I'm using scikit learn's Logistic Regression for a multiclass problem.
logit = LogisticRegression(penalty='l1')
logit = logit.fit(X, y)
I'm interested in which features are driving this decision.
logit.coef_
The above gives me a beautiful dataframe in (n_classes, n_features)
format, but all the classes and feature names are gone. With features, that's okay, because making the assumption that they're indexed the same way as I passed them in seems safe...
But with classes, it's a problem, since I never explicitly passed in the classes in any order.

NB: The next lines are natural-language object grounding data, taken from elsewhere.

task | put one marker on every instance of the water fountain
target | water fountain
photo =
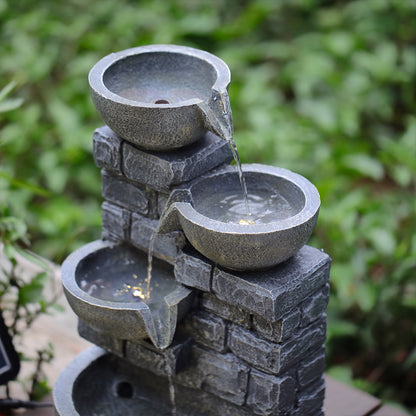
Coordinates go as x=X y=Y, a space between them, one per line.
x=234 y=323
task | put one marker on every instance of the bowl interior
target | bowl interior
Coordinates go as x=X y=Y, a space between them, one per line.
x=271 y=198
x=160 y=78
x=119 y=274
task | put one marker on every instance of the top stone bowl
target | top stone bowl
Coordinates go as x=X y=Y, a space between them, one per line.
x=162 y=97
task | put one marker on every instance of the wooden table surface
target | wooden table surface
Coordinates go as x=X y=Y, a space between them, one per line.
x=341 y=400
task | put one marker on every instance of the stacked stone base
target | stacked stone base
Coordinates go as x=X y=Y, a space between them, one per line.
x=254 y=342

So which class do coefficient sets (rows in the dataframe) 0, 1, 2, and 3 belong to?
The order will be same as returned by the logit.classes_
(classes_ is an attribute of the fitted model, which represents the unique classes present in y) and mostly they will be arranged alphabetically in case of strings.

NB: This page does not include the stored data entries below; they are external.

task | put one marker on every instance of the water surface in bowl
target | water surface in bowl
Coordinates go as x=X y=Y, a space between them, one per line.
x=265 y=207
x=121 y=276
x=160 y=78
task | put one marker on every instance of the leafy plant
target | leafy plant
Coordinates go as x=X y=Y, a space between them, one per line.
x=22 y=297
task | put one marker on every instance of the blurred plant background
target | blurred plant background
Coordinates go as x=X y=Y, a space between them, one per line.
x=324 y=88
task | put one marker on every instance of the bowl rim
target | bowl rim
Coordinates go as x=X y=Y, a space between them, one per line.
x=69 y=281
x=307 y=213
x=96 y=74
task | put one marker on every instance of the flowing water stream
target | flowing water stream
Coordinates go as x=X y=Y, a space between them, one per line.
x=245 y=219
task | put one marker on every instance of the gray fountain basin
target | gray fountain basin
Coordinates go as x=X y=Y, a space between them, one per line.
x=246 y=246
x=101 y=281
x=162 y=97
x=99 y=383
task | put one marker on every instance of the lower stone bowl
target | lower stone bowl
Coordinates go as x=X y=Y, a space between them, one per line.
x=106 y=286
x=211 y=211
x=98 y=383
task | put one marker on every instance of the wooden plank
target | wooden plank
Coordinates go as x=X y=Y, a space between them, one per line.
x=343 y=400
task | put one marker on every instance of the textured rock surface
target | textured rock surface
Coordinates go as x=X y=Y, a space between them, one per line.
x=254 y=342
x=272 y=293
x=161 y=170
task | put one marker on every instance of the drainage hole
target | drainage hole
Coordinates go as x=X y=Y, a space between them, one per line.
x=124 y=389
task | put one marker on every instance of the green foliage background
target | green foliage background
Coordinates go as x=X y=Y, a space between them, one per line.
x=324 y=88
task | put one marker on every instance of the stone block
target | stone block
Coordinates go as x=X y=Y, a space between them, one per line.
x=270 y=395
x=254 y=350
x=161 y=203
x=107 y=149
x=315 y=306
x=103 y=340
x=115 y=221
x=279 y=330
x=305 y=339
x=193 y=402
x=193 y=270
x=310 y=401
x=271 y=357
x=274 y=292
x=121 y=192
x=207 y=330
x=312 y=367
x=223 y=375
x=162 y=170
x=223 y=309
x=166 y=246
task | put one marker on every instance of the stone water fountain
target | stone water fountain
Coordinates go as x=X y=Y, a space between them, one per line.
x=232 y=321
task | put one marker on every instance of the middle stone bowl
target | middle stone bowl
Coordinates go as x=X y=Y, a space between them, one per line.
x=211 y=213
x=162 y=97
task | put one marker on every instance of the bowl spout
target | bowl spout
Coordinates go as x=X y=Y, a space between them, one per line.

To explain it, we the above mentioned labels y on an random dataset with LogisticRegression:
import numpy as np
from sklearn.linear_model import LogisticRegression
X = np.random.rand(45,5)
y = np.array(['GR3', 'GR4', 'SHH', 'GR3', 'GR4', 'SHH', 'GR4', 'SHH',
'GR4', 'WNT', 'GR3', 'GR4', 'GR3', 'SHH', 'SHH', 'GR3',
'GR4', 'SHH', 'GR4', 'GR3', 'SHH', 'GR3', 'SHH', 'GR4',
'SHH', 'GR3', 'GR4', 'GR4', 'SHH', 'GR4', 'SHH', 'GR4',
'GR3', 'GR3', 'WNT', 'SHH', 'GR4', 'SHH', 'SHH', 'GR3',
'WNT', 'GR3', 'GR4', 'GR3', 'SHH'], dtype=object)
lr = LogisticRegression()
lr.fit(X,y)
# This is what you want
lr.classes_
#Out:
# array(['GR3', 'GR4', 'SHH', 'WNT'], dtype=object)
lr.coef_
#Out:
# array of shape [n_classes, n_features]
So in the coef_
matrix, the index 0 in rows represents the 'GR3' (the first class in classes_
array, 1 = 'GR4' and so on.
Hope it helps.